That makes me feel better. I like them. Actually I also have Mirage Full size Omni 7.2 setup in my basement(replaced by Axiom in media room) And 7.2 Nano-sat in my bedroom,This is from when they were still Mirage in Canada. , 3 of my 6 surround setups are from up North. By the way your HT has been my screensaver off and on for a while. I have 20 HT pictures that rotate .Thanks for your time


----------



## Dale Rasco (Apr 11, 2009)

Anytime, sorry for the delay in responding but I was crazy busy today. Let me know if you have any other questions.


----------



## patsfan53 (Dec 26, 2010)

Delay in responding? are you kidding, I Thank you for your time and Knowledge. I am new to Forums, this is actually my first ever post. I was a workaholic until my back surgeries, I paid for my surgeons home theater!really his whole house. I have been reading everything I can find on subs . I want to do it correctly and am in no rush. I was trying to use REW, but I really am in alot of pain so I gave up. I prefer sealed subs, but I have subs of all kinds now, both pro and home . I have sealed, bandpass(Yorkville pro), ported, bass radiator and so on. I do not know why I love speakers and subs ,actually all electronic . It is funny how all my setups are different. They all sound good, just different.I just like to experiment. I even have 2 subs in my yard system.. I am lookinginto gettig a Marantz Av7005 to replace my Outlaw 990. It will be my first Audyssey pre-amp. Again thanks the advice


----------



## gtpsuper24 (Jun 24, 2009)

Dale Rasco said:


> I am about to start up the subwoofer testing forum and it will include ground plane like I did on the Chase subs so if you are not in a hurry, I should have that up within the next week or so. Of course I am only about a year behind schedule on that. I think Sonnie is about to kill me if I don't get it in production soon...

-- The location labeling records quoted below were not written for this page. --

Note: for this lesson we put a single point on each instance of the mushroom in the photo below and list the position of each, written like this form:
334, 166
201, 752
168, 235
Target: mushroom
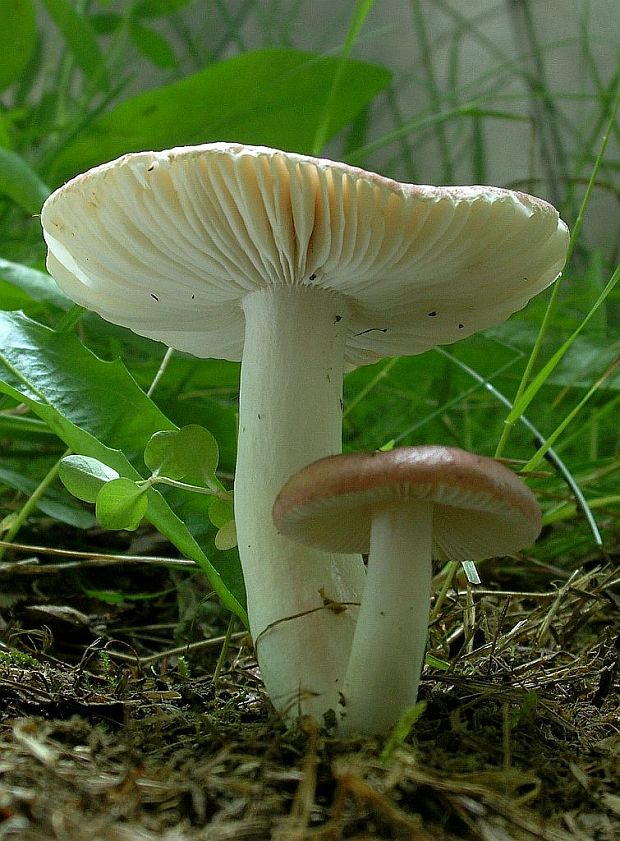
299, 267
404, 508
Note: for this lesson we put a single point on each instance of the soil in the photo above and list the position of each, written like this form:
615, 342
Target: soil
135, 718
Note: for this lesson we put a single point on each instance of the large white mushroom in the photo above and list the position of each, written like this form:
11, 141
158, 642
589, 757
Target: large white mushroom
299, 267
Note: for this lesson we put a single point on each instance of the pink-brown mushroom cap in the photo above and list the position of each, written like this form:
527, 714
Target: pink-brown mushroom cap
480, 508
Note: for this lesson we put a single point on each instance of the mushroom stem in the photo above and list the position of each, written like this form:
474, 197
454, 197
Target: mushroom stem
290, 413
388, 647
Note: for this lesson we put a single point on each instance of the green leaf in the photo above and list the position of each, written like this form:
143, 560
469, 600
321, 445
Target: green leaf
37, 285
17, 38
189, 452
20, 182
221, 512
84, 476
159, 454
79, 36
226, 538
152, 45
97, 409
54, 503
158, 8
121, 504
272, 97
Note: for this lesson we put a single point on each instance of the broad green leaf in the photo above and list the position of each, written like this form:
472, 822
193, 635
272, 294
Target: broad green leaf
152, 45
17, 38
272, 97
78, 35
35, 284
97, 409
84, 476
20, 182
121, 504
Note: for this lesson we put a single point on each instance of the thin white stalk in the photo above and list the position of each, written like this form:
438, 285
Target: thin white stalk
290, 414
388, 647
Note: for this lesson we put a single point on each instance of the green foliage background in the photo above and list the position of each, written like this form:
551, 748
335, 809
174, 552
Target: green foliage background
83, 81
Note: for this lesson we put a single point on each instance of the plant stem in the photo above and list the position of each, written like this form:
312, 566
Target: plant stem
31, 503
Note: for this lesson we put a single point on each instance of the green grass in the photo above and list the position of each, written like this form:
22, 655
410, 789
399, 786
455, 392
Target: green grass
77, 100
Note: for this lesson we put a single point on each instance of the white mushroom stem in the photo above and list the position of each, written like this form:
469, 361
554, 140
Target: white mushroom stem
290, 413
388, 647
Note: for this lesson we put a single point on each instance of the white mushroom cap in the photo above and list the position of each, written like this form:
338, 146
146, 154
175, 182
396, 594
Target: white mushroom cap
480, 508
169, 243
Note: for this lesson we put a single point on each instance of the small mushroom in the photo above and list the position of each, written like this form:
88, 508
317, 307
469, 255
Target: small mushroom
299, 267
404, 508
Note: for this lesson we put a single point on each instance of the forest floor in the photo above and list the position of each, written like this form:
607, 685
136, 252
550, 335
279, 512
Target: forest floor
108, 733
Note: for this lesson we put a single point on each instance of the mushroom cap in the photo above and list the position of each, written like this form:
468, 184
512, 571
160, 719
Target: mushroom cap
480, 508
168, 243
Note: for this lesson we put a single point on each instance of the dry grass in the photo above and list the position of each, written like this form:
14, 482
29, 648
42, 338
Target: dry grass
520, 738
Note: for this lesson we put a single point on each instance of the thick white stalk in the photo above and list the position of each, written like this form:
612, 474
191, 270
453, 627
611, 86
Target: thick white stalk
388, 647
290, 414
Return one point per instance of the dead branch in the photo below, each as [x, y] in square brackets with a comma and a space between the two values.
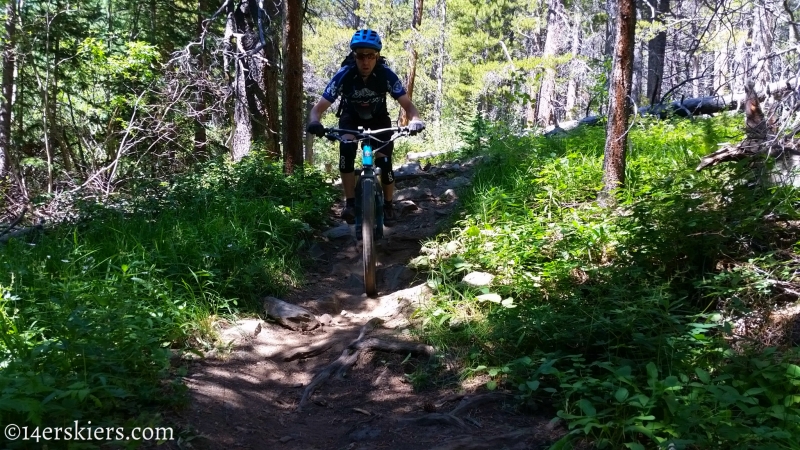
[15, 221]
[393, 346]
[451, 418]
[308, 352]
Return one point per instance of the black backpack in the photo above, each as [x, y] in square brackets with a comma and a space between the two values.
[350, 62]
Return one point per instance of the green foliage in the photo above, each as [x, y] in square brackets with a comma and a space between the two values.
[92, 313]
[605, 313]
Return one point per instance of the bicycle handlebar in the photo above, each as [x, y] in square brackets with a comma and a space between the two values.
[335, 134]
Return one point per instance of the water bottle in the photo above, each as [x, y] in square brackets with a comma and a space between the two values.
[366, 159]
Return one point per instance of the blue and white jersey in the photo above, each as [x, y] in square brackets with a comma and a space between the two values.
[365, 98]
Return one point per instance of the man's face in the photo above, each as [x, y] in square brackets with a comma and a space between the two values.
[366, 58]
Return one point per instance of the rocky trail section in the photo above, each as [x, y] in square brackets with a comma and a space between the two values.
[330, 368]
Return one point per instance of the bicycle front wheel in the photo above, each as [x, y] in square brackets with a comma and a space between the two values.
[367, 233]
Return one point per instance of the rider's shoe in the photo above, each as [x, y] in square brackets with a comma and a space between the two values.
[389, 215]
[349, 215]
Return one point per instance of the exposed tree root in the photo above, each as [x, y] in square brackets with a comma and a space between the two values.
[486, 443]
[451, 418]
[309, 351]
[433, 419]
[468, 403]
[351, 353]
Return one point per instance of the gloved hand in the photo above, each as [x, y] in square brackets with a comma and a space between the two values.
[415, 126]
[316, 129]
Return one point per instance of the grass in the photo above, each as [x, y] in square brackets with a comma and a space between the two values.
[616, 317]
[92, 313]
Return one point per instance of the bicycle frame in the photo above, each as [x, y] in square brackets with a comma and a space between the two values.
[369, 195]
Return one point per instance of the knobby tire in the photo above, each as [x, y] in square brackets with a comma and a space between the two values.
[367, 234]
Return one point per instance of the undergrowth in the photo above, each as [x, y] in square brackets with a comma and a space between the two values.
[621, 318]
[93, 312]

What brands/models do you plan on measuring and posting? 

I think the EP800 should be main priority. No one has measured it yet any were besides Axiom and they don't offer really anything. 

It would be interesting to see how it performs against the other ID offerings.


----------



## engtaz (Jul 9, 2010)

Thanks for the review. Nice looking speakers and glad to read your comments on how well the sounded.

Thanks


----------



## Dale Rasco (Apr 11, 2009)

gtpsuper24 said:


> What brands/models do you plan on measuring and posting?
> 
> I think the EP800 should be main priority. No one has measured it yet any were besides Axiom and they don't offer really anything.
> 
> It would be interesting to see how it performs against the other ID offerings.


Hey Chad, definitely the EP800 and the EP350. I also have the new Emotiva X-REF 12, a Paradigm Sub 12 and SVS has a PC12-NSD on the truck. I was thinking of dragging the Chase back out so I can pull measurements from all of them under the same circumstances. I was hoping to do it this weekend as I need to get the Paradigm and Emotiva back to those manufacturers, but I don't think the SVS is going to make it.


----------



## RedVisineX (Jul 3, 2012)

Dale, I am impressed by your review but I am curious to know of your thoughts on the epic Grand Master 350 non wall speakers. I have been eye balling these speakers (truthfully the Epic60's 500 but I know my wife won't go for it) for a while, and have concluded that these were the ones I am going to buy. Anyhow, do you think the sound would on par with the On-Wall ones? Also, I was thinking of getting the Denon 2312CI, do you think this will be enough power for these speakers? My wife and I are buying a townhome soon, and I want to outfit the basement with some really nice sounds, but without breaking the bank since the bank will be broken at closing time:hissyfit:. 

Thank you for any thoughts you have....

Hank


----------



## gtpsuper24 (Jun 24, 2009)

The weak link in the Grand Master is the VP150 and the EP350. IMO you should replace the VP150 with the VP160 which doesn't suffer from horrible off axis response like the VP150 does, I know i've owned the VP150 since 2007, as soon as I got rid of that everything has been great. For subwoofer the SVS PB12 NSD is a much better option compared to the EP350. Unless you have to have a matching subwoofer for looks. The SVS will out perform the EP350 easily and even outperforms the EP600 under 30hrz and has a much better built cabinet. 

Axiom isn't the only options out there, IMO thats many that should be above Axiom. Check out SVS's clearance prices on the SCS series, Arx speakers from The Audio Insider (which replace all my Axioms).


----------



## billy p (Dec 19, 2007)

Another postive review for the Axiom fanbase. I almost had this exact setup which consisted of 22s for mains with the W2 and Q4's. I'll agree in part that Axiom offers somewhat good value and above average customer service...I'll go as far as to say that Axioms even sound OK.... but for those with more discerning ear or looking for even better value... I'd look elsewhere because Axiom has priced their speakers in highly competitive price points with lots of viable options to be sure. 

My experiment with in/onwalls was short lived as I've sold my Axioms and I've since returned back to using Towers mains and a beast of a CC up front....:T


----------